To achieve real-time control of the storage environment, sensors are used to sample parameters such as temperature, humidity, oxygen concentration, and carbon dioxide concentration. The collected data is then transmitted to the controller through the conversion module. By processing the data within its internal program, the controller generates output signals to control the operation of each executive element. Hence, ensuring high precision and implementing rational control strategies for electrical components are crucial.

The key to the remote control is establishing a data transmission channel between the sensor, the controller, and the cloud platform. Therefore, it is necessary to choose a good communication module to complete the protocol conversion between the devices.

Attaining dynamic oversight of storage and preservation necessitates the implementation of effective human–computer interaction capabilities. Simultaneously, it enables tasks such as equipment monitoring, data supervision, alarm monitoring, report management, and more to be executed using a mobile phone without geographical limitations.
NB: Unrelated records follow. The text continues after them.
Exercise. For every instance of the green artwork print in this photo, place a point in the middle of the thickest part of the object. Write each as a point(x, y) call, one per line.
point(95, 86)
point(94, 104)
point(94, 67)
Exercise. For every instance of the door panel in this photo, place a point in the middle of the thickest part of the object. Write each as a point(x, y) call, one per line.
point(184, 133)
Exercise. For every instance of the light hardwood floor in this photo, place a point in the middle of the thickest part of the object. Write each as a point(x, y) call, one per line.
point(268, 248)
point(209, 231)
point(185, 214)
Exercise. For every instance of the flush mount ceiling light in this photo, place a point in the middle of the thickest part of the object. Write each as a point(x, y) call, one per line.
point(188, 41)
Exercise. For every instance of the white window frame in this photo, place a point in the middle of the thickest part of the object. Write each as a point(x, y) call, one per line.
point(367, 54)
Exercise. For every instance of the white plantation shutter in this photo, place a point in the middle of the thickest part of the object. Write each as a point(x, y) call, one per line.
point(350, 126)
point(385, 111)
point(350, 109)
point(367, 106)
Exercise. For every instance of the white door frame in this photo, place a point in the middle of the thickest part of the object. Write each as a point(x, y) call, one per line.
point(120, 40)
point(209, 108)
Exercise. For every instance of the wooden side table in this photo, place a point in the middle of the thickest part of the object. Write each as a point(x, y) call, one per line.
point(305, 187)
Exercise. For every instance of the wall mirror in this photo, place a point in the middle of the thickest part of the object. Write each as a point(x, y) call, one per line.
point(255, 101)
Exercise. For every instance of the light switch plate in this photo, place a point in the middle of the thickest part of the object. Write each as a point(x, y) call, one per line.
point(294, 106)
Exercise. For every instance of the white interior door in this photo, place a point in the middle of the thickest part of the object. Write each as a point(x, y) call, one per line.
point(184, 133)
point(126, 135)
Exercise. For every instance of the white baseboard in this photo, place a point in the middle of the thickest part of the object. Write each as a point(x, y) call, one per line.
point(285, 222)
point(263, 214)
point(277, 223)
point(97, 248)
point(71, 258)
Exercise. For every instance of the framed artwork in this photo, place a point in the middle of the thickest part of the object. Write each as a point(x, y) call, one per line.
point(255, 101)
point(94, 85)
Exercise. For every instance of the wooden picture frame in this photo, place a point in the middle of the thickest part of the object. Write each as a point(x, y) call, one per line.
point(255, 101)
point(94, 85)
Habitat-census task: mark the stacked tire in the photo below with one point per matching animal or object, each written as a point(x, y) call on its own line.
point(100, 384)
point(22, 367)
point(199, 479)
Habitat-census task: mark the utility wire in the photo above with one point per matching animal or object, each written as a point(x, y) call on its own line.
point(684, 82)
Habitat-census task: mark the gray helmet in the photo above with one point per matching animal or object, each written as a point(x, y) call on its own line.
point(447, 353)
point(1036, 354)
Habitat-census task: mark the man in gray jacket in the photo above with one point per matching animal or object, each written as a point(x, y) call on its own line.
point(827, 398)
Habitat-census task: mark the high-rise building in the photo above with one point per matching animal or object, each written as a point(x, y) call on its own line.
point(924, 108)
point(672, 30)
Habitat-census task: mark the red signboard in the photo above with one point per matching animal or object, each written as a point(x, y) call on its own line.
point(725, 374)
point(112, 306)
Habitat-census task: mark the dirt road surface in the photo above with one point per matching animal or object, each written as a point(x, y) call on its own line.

Consequently, achieving efficient communication in configuration and interface design is crucial.

Conclusions

Overall, the jujube storage and preservation system, based on the Internet of Things architecture and combined with specific environmental and functional requirements, involves constantly adjusting the control module and parameters through system analysis. This ensures intelligent perception of the jujube storage environment, data storage and transmission, remote monitoring, and other needs, and achieves closed-loop control of the monitoring process. At the same time, by using the Internet of Things cloud box to establish the cloud platform, controller, and touch screen data transmission and exchange channels, the system enables remote control via cell phone, PC, and touch screen, thereby meeting its control objectives and functional requirements.Through the system's test analysis, it shows that the system is stable, reliable, precise, easy to operate, and has good human–computer interaction functions. It can meet the environmental control requirements for jujube storage and preservation, which is conducive to preserving jujubes. It enables remote monitoring via cell phone and touch screen terminals, greatly improving working conditions and management efficiency.

Although the system fulfills the control requirements, there are still certain deficiencies that necessitate improvement. Further optimization is required for enhancing the control functionality of the system. This will enable a more intelligent process for jujube storage and preservation, encompassing cleaning, sorting, and storage operations, thereby fostering the advancement of intelligent storage solutions for fruits and vegetables in Xinjiang.